As promised, final thoughts on the OP.
His argument might have held more water if the LSAT were the only factor in law school admissions, and more so if games were the only part of the LSAT, and more still if getting all the questions on the games were vital to getting a high enough score to get into law school. None of these are actually true. To wit:
You can get a 170 on the LSAT by getting about half the games wrong if you get everything else right. More realistically, if you're good at the other stuff, a 160-165 score is not terribly unlikely. And a 160-165 is certainly good enough for law schools in the lower end of Tier 1 or in Tier 2, especially if you have high grades, regardless of other factors.

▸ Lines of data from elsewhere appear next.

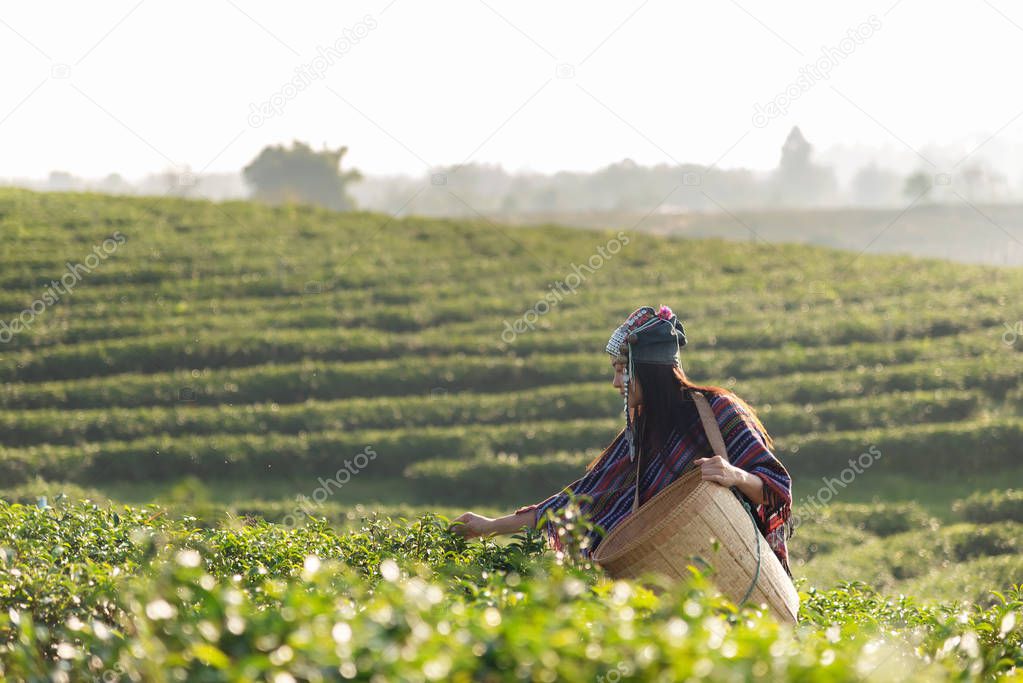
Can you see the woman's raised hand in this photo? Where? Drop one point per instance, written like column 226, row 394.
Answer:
column 471, row 526
column 720, row 470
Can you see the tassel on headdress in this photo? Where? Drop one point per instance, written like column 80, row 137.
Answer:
column 648, row 335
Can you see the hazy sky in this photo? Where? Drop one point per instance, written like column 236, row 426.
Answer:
column 136, row 87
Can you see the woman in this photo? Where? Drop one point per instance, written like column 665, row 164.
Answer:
column 664, row 430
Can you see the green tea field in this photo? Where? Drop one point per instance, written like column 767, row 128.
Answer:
column 274, row 409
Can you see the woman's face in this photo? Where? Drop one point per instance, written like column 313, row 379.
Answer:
column 635, row 395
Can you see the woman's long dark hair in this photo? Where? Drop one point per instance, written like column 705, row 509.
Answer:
column 666, row 406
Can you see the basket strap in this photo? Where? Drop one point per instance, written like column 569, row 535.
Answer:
column 712, row 429
column 711, row 426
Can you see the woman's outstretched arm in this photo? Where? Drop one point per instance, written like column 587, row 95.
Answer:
column 477, row 525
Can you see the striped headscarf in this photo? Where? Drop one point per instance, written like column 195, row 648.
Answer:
column 648, row 335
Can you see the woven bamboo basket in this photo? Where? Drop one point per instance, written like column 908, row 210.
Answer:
column 676, row 528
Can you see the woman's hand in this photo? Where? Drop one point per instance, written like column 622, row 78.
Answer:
column 720, row 470
column 473, row 525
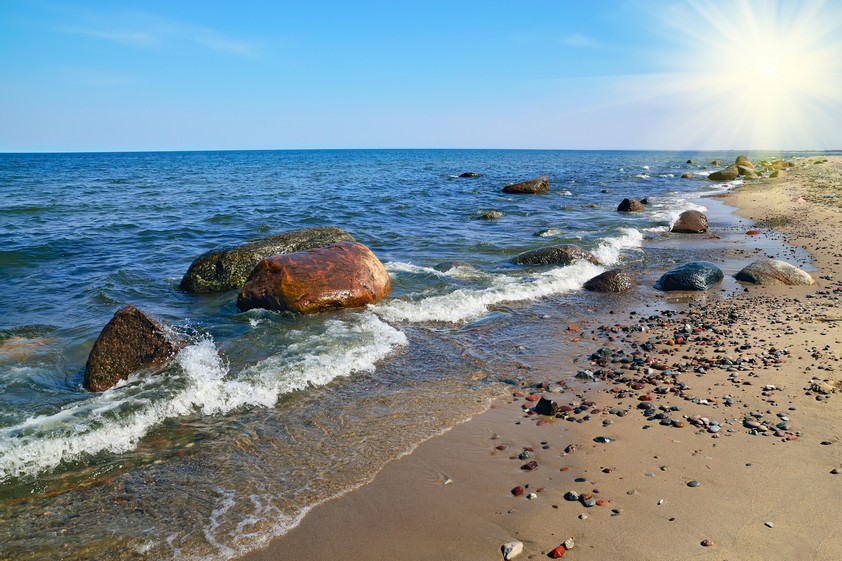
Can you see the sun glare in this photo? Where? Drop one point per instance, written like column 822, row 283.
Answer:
column 768, row 70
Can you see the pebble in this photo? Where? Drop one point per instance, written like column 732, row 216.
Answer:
column 511, row 550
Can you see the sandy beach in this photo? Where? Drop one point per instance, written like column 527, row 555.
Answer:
column 714, row 432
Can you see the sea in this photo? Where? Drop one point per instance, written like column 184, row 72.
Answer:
column 264, row 415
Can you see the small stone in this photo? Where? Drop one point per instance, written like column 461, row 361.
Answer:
column 511, row 550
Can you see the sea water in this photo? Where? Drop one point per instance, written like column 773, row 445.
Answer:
column 265, row 414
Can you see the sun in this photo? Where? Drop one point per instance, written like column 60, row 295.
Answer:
column 768, row 71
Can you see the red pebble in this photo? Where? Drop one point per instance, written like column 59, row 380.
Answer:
column 558, row 552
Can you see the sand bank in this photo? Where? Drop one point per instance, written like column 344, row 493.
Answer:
column 764, row 492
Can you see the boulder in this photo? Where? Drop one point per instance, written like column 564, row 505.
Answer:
column 697, row 275
column 690, row 222
column 728, row 174
column 630, row 205
column 614, row 280
column 341, row 275
column 226, row 269
column 555, row 255
column 130, row 341
column 533, row 186
column 774, row 271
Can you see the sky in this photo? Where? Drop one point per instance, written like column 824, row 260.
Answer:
column 547, row 74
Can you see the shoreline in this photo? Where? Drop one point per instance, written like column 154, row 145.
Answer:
column 450, row 497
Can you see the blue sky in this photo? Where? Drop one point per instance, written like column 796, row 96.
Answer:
column 103, row 76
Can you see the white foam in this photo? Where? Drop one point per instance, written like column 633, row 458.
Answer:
column 609, row 250
column 115, row 420
column 466, row 304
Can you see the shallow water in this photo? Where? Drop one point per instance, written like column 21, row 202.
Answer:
column 265, row 414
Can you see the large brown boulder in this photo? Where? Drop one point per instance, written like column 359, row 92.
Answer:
column 226, row 269
column 130, row 341
column 774, row 271
column 614, row 280
column 341, row 275
column 728, row 174
column 555, row 255
column 532, row 186
column 690, row 222
column 630, row 205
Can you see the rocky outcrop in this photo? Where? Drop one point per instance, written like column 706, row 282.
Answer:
column 691, row 222
column 728, row 174
column 341, row 275
column 630, row 205
column 227, row 269
column 697, row 275
column 774, row 271
column 532, row 186
column 555, row 255
column 129, row 342
column 614, row 280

Moreover, if you have a good "overcoming adversity" story, combined with decent grades, you can overcome a lower LSAT score and get into some GREAT schools. Yale accepts somebody in the 150's every year. By definition, a quarter of the people that law schools accept have LSAT scores below their 25th percentiles. Some of those people are reverse-splitters (low LSAT, high GPA) designed to drive up other numbers. But a lot of those people are people with good stories, like those that the OP described.
Finally, you don't need to go to a prestigious law school to become a worthwhile lawyer. If you have very particular things that you want to do and are a hard worker and, yes, get a little bit lucky, you can get a good law-related job even if you come out of Tier 3 or, yes, even Tier 4. It's (much) harder to do, but if you play your cards right, you can do it, if you want it badly enough.
So there's hope for those widows and orphans yet. They might become compassionate
Public Interest Lawyers who help the general welfare of society despite the deck being stacked against them, despite those darned logic games.
And for the rest of the applicant pool, the 20-somethings who don't really know what they want to do with their lives, haven't taken the idea of going to law school very seriously, and (frankly) often aren't very hard-working, and it puts a serious roadblock in their way. Here's something that no one knows how to do. Show us you're serious by learning it, and we'll let you in. But you have to show us you're serious, first.
It
is true, however, that over-reliance on a single metric (even the LSAT) is pernicious, and USNWR rankings make it always a tempting proposition. Criticism of standardized tests has been heavy since at least the 1980's, and I'm proud to say that Princeton Review has been one of the leaders in this criticism (under John Katzman, anyway). However, in response to this heavy criticism of the SAT, etc., the tests have changed. The SAT today is a better test than it was 30 years ago. (Antonyms? Analogies? Quantitative comparisons? No calculator?) The LSAT and MCAT are much better tests than they were 30 years ago. While you can't ever rely on any single number to measure educational success or potential, it
is legitimate to include standardized tests as
part of your process.
The proper number to consider, in other words, is not how well the LSAT correlates with first year law school performance. The proper numbers to compare are correlations between GPA and first year law school performance vs. correlations between GPA + LSAT and first year law school performance. That is, does the LSAT together with GPA predict first year law school performance better than GPA alone does? If so, then the LSAT provides additional useful information that you can't get from GPA alone. And at that point, it's a useful test to have. Could it be better? Surely. But using a standardized test -- and one that you can and should study for -- as an admissions component (component only, not the sole criterion) for law school seems reasonable.